Here's another interesting perspective on rate cuts:

"While the Fed likes to believe it sets interest rates, in reality it usually closely follows what is already happening in the short-term debt markets. When market forces drive short-term Treasury yields lower on their own accord, the Fed is generally forced to follow by lowering its own rates."

Any thoughts are appreciated . . . .

jk
09-09-07, 07:06 PM
i've been asking myself the same questions. the most common analysis is that when the fed cuts, investors will see the printing presses running and try to preserve wealth by buying gold. so people front-run that scenario.

so one thought is that this will be a buy on the rumor, sell on the news event. everyone who is paying attention to gold buys in anticipation of the cut. when the cut arrives there is little further appreciation and traders take profits, dropping the price.

another analysis might depend on the size of the cut:
no cut- equites and gold both drop a bunch
25bp - equities and gold, disappointed, drop a little or go sideways
50bp- equities and gold both rally a bit
75bp- a. equities and gold both have a party
75bp- b. people think the fed must really be scared and deflation is around the corner, and both equities and gold drop hard.
75bp- c. equities drop on the negative economic news implicit in the cut, gold rallies on the assumption of attempted inflationary bailout.

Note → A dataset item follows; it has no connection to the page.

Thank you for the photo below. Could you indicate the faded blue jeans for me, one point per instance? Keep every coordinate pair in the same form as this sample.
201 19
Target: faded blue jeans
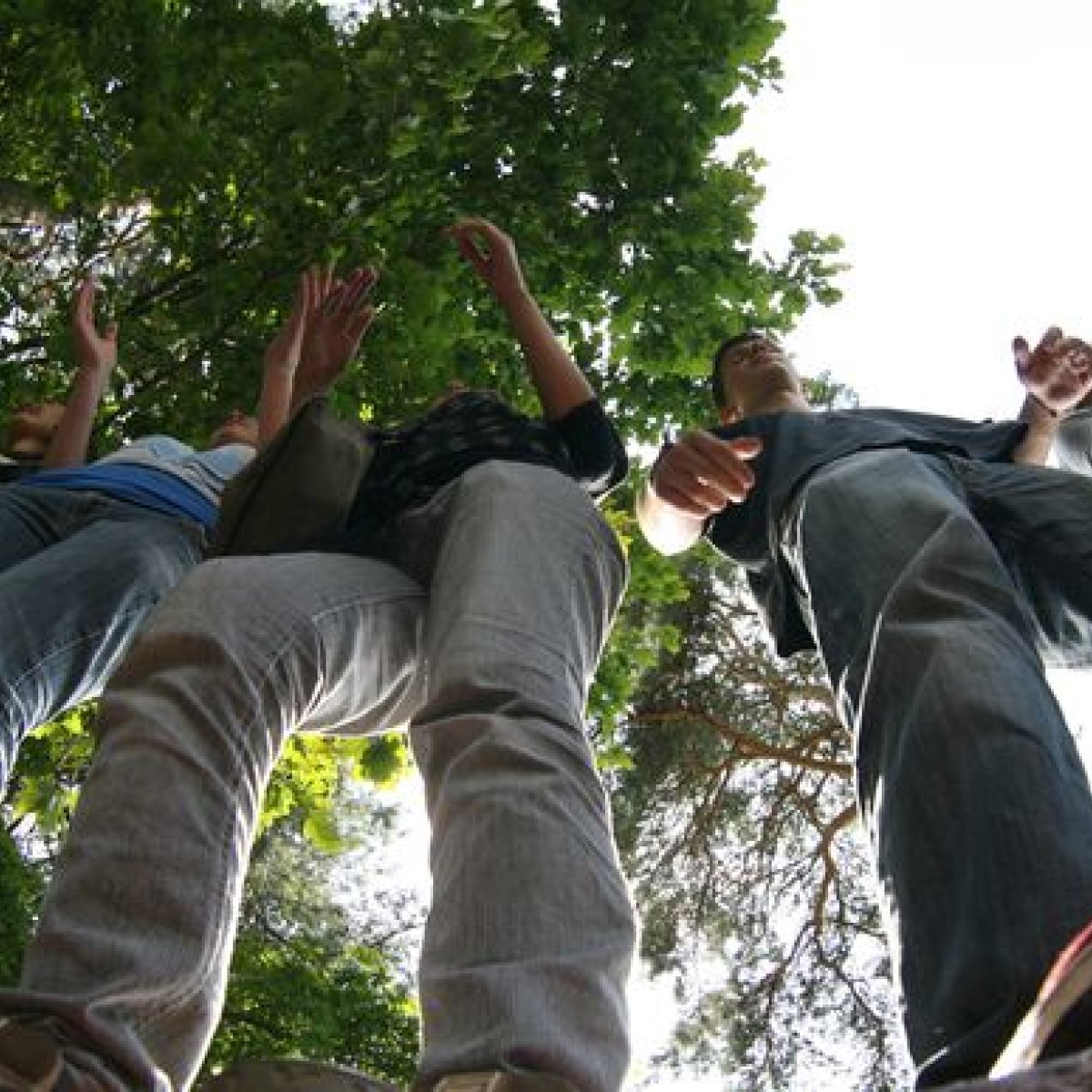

you can make up scenarios and explanations galore, in the comfort of your own home!

whatever happens, though, it will all look inevitable in retrospect.

for myself, i find it more useful to think in longer timeframes.

c1ue
09-09-07, 09:32 PM
Rate cut less than expectations (0 or 25 bp): Stocks tank, gold drops but less. I would say stocks and gold would move in tandem, but I am seeing more and more evidence that there are large chunks of money moving into gold and do not believe it is all short term speculative.

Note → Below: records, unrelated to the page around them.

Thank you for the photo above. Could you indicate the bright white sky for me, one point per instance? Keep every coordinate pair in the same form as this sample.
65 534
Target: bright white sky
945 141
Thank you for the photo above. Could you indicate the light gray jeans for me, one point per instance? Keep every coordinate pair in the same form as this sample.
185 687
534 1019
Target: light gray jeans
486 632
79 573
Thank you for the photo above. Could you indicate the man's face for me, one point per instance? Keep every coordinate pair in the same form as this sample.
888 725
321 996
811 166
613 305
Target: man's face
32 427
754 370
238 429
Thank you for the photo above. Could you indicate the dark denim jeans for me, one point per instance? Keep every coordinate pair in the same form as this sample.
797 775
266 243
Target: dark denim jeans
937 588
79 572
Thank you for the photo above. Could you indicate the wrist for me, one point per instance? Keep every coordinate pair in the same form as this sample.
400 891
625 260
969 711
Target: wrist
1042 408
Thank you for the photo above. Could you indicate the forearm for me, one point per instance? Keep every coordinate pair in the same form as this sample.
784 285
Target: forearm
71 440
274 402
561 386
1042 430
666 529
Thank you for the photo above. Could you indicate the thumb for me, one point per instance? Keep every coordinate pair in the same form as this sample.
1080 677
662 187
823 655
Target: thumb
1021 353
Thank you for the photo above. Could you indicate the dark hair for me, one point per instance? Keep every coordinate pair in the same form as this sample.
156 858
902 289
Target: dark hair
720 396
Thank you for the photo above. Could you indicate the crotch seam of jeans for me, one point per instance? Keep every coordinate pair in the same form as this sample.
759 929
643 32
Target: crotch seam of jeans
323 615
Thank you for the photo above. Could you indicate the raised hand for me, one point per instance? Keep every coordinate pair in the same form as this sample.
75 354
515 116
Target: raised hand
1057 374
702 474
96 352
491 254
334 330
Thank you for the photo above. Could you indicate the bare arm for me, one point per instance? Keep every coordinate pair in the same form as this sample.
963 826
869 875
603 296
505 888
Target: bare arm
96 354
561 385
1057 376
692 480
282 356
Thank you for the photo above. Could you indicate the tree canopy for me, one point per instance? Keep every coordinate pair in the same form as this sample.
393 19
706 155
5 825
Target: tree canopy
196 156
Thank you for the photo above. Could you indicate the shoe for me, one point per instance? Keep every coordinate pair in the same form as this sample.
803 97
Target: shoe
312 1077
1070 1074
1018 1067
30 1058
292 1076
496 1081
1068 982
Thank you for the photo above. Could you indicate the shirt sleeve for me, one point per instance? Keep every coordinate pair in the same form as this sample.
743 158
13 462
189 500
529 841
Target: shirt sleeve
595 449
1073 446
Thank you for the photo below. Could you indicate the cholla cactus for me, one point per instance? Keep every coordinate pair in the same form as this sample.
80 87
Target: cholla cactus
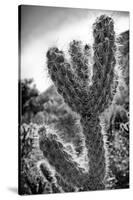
87 90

Rate cut equal to expectations (50 bp): gold drops a bit as short termers take profits, stocks rally for 1 day - max 1 week - then resume downward march. This is unless somehow housing turns around.

Rate cut beyond expectations (75 bp): gold increases somewhat, stocks rally more strongly but resume downward movement after 3 weeks.

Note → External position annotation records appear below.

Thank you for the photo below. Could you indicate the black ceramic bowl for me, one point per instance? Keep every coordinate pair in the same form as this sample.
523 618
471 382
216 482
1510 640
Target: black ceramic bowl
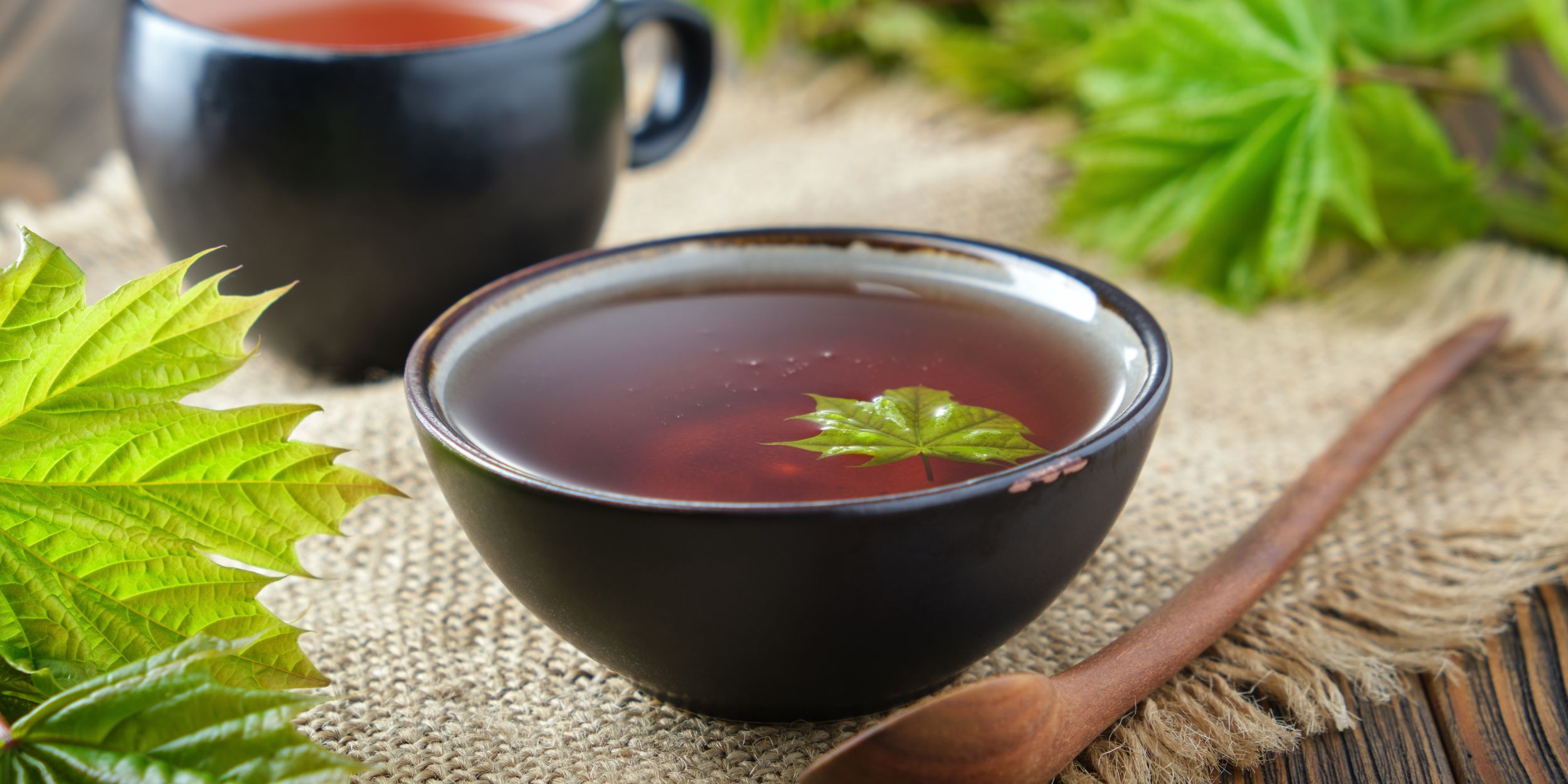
775 612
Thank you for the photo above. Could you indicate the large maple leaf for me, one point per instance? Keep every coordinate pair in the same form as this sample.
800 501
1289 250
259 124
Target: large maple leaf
115 496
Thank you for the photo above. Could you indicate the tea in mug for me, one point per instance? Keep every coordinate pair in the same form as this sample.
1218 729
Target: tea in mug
375 24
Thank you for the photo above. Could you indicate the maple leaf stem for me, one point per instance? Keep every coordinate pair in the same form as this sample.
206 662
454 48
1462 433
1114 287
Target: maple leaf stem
1415 79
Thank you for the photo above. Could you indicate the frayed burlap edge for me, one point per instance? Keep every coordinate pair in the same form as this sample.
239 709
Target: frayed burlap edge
1415 607
1274 676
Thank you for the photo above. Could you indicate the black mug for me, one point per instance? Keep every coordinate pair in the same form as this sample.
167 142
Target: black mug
391 183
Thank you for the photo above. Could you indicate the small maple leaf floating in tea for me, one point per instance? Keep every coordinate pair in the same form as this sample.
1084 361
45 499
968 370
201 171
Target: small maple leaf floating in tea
914 421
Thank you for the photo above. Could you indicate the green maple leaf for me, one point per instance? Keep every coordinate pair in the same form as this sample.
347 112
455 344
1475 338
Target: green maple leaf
114 494
914 421
1222 140
168 719
1426 30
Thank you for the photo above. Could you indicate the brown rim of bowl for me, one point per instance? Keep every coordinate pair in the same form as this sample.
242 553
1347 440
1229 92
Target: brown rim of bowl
427 415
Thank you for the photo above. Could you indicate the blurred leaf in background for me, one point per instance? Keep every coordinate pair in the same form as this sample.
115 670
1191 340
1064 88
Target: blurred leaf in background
1224 140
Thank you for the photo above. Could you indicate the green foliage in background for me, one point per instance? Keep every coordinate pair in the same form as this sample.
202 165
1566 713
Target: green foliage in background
1224 140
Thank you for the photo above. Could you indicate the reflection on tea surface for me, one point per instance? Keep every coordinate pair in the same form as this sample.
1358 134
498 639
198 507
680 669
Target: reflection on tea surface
676 397
356 24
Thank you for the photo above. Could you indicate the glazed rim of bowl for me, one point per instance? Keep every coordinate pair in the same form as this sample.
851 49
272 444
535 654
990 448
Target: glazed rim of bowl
259 45
1084 295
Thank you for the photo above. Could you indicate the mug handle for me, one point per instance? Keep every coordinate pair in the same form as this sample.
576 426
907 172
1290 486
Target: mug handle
684 80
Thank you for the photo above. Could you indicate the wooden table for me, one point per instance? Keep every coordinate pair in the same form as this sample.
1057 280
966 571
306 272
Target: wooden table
1501 719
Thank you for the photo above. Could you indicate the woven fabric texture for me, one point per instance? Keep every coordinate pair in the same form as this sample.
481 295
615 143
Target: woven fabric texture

A lot will depend on the language the Fed uses; even a 50 bp cut without a clear signal of further easing will yield an effect more like the "less than expectations" scenario. Similarly a small cut but with a strong bias will yield a stronger scenario.

So you see I don't actually see gold doing all that well in the short term - overbought. But since I don't actually know and already own it - I'm just moving my stops with a fairly tight range.

Strategy would be much different (and difficult) if I was looking to open a position.

Finster
09-13-07, 07:37 PM
There are two elements relevant to the price of gold that we have a pretty good handle on. Some discussion of UST in general and the yield curve in particular is germane here. It looks like we are getting a steepening trade. The first chart below represents the excess of the ten year yield over the one year yield.

The other one is the price of gold in relation to other commodities. The second chart below is a weekly chart of the ratio of gold to the DJ-AIG Spot Commodity index.

Both charts cover the period from Y2K to last weeks' close.

Putting these two together, do we see anything significant? The last time the yield curve steepened we saw a pretty healthy runup in the gold to commodities ratio. And this on top of a pretty healthy runup in commodities to begin with.